Since I am a little kid my dad always told me to first do the important tasks and then enjoy my free time. In one of my favorite books, 7 Habits of Highly Effective People, the first habit is put first things first.
I understand both my dad and Mr. Stephen Covey and what they want to teach (self-discipline and a sense of importance) but after a recent experience I found a new way of approaching a task. It’s a concept introduced me by Tim Ferris in his book, 4-hours work week, the Parkinson’s law.
I arrive uni at 9 a.m and find my friends talking about a presentation, to give at 2 p.m. You would think that I would skip all the classes in between to create and train the presentation. I enjoy a good challenge and this was the perfect opportunity. Finished morning classes, went to have lunch and at 1.10 p.m sat down. Time to figure out if Mr. Parkinson is right.
In 50 minutes I was able to create a 15 slide PowerPoint about Arc welding.
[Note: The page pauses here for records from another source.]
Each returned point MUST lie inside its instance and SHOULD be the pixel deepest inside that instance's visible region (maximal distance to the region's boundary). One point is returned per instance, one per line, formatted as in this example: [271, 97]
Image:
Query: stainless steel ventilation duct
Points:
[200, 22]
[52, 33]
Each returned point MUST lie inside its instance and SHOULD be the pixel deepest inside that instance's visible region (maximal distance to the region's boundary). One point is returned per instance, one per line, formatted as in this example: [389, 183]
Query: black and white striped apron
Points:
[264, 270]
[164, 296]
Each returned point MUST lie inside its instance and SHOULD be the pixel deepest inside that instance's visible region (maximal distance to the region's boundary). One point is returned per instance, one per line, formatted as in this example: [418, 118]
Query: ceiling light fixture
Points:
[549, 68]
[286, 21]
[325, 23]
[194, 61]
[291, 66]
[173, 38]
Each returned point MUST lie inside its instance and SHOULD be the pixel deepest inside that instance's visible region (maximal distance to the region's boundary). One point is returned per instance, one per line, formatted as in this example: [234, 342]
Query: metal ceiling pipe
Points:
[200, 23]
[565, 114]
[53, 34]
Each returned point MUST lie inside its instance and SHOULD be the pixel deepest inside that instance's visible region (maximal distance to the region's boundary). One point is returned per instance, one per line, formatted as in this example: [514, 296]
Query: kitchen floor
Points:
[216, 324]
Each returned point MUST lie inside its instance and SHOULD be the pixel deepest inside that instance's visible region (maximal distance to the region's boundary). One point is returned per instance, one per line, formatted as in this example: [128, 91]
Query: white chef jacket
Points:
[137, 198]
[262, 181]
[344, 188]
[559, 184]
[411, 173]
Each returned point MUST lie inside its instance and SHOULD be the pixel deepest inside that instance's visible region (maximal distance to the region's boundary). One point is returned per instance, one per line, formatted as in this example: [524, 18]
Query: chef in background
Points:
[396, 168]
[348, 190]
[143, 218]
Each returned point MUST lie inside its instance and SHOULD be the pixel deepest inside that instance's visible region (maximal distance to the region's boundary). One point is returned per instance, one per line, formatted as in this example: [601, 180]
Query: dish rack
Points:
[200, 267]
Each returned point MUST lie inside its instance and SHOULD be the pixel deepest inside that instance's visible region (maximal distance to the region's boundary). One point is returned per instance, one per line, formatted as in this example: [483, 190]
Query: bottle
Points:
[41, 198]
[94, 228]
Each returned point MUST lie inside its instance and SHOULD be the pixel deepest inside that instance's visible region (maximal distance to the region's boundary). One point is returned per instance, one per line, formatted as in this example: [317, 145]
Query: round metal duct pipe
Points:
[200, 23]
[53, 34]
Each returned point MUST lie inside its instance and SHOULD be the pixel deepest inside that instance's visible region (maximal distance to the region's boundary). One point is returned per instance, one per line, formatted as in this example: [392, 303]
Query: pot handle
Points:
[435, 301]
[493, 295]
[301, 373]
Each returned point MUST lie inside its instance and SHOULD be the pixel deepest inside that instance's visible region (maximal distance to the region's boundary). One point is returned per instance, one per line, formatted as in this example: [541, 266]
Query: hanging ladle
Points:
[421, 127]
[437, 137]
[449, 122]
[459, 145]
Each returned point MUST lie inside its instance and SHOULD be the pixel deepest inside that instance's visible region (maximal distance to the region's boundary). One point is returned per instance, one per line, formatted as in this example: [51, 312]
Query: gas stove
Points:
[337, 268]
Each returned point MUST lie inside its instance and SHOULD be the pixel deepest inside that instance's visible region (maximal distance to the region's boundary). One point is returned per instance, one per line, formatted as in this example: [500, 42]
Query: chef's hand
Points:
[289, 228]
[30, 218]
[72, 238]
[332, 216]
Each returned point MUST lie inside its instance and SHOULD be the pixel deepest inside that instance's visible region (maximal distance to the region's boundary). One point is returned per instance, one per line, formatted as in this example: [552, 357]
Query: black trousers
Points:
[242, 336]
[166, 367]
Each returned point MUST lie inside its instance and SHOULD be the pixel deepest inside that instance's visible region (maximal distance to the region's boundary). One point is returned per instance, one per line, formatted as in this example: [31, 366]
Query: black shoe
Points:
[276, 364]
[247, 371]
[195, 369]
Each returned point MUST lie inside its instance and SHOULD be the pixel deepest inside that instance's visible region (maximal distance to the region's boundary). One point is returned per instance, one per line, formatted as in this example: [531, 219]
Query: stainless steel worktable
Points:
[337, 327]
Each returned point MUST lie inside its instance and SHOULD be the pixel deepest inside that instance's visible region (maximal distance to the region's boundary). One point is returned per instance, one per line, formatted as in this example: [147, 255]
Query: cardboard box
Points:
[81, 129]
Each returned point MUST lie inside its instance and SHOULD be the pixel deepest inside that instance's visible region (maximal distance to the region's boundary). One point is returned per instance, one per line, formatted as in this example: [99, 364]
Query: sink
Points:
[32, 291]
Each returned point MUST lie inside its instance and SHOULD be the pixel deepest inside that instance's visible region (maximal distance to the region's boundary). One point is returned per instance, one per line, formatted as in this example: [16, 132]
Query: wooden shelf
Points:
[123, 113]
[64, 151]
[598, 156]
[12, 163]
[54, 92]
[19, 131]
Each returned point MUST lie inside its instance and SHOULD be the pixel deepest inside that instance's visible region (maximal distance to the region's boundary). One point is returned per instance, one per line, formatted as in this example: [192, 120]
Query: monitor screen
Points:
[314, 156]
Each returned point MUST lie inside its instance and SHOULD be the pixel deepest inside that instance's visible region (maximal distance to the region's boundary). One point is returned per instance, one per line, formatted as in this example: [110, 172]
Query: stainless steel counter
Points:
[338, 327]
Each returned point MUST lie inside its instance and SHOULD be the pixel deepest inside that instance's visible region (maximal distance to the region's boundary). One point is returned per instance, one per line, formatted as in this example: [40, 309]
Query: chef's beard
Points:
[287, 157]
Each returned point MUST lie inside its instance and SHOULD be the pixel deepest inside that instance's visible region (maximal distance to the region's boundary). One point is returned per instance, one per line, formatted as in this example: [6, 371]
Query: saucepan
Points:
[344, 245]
The objective of the presentation was to present the topic to the class so I focus only on the basics and in answering the questions proposed by the professor. After the presentation I got positive feedback, feeling accomplished and free.
The advantages of using the Parkinson’s law are obvious:
- You focus only on the essential
- You don’t allow for distractions
As a consequence, you complete your task faster, you only include the minimum and as an engineer, this is the very definition of efficiency.